David Lebovitz wanted to have sex with a girl who was ten to twelve years old. Seeking to fulfill that desire, he responded to an Internet bulletin board posting and eventually agreed to pay the father of a girl that age to let him have sex with her. As sometimes happens in this part of the illicit sex world, “Dad” was an undercover officer in the Birmingham Police Department who was working to arrest child molesters. After Lebovitz traveled from Chicago to Birmingham with three condoms in his pocket he was arrested. Law enforcement officers then searched Lebovitz's home in Chicago and found thousands of pornographic books, pictures, computer files, and videos, all depicting children.

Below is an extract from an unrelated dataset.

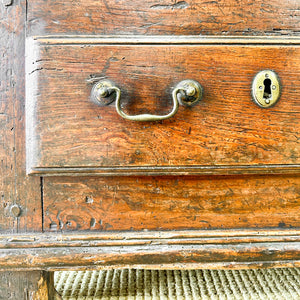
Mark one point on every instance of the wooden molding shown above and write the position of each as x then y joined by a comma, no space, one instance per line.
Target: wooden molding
174,249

Bowing to the inevitable, Lebovitz pleaded guilty to traveling in interstate commerce with the intent to have sex with a minor, in violation of 18 U.S.C. § 2423(b), and to possessing child pornography obtained through interstate commerce, in violation of 18 U.S.C. § 2252A. The district court sentenced him to 118 months in prison, which Lebovitz contests on grounds that the sentencing guidelines were applied improperly. We disagree, and affirm his sentence.1
The facts of this case are undisputed. On January 13, 2003, Lebovitz, a substitute elementary school teacher in suburban Chicago, responded to an Internet bulletin board message entitled, “teengirls4men.” The message asked for “Serious Inquiries Only.” Lebovitz, being serious, said that he was “very interested in what you may have to offer.”

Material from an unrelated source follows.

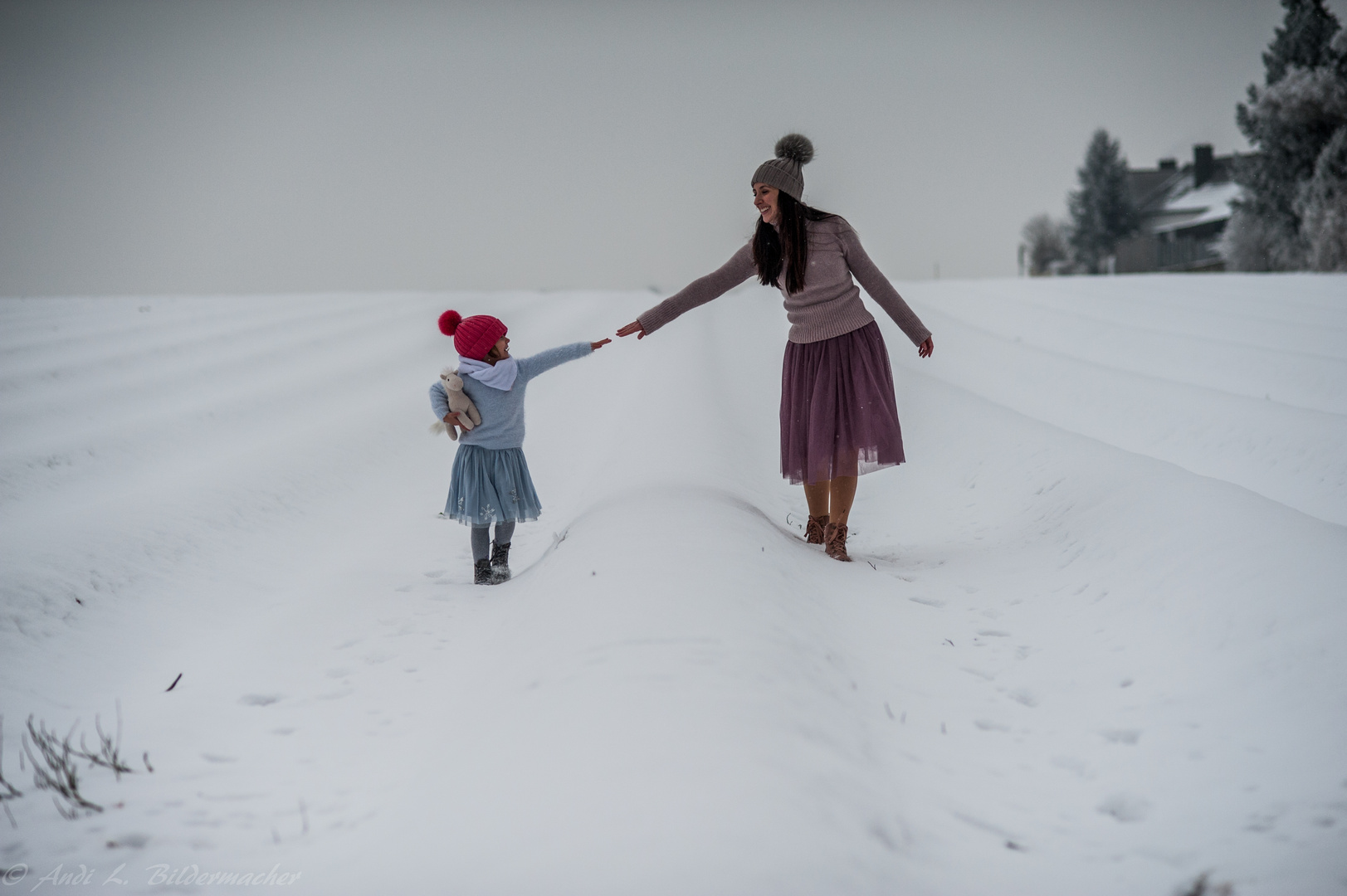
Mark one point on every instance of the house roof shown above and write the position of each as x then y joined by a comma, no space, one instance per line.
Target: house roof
1188,207
1168,200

Unknown to Lebovitz, his e-mail response went to Lt. John Crane of the Police Department in Birmingham, Alabama. Crane is an expert in investigations of child sexual exploitation and child pornography, and he posted the message on the bulletin board as part of a sting operation to catch pedophiles preying on children.
Crane, using an alias, e-mailed back to Lebovitz that he was a European businessman with friends in the United States who “share my desires.” He asked for Lebovitz's “specific interests,” and suggested that he send all future correspondence by postal mail. Crane ended his e-mail with the assurance that he would “try and put [Lebovitz] in contact with a group close to you.”
Excited about the opportunity, Lebovitz responded by letter, asking for more details and stating that he was interested in having sex with girls in “the 10-12 range.” Crane replied, this time posing as a retired Alabama factory worker with three stepchildren, all girls. He claimed to have gotten Lebovitz's name from a friend in Europe. He also said that his three stepdaughters were nine, eleven, and thirteen, and that together the family enjoyed “fun situations” and “good time[s].”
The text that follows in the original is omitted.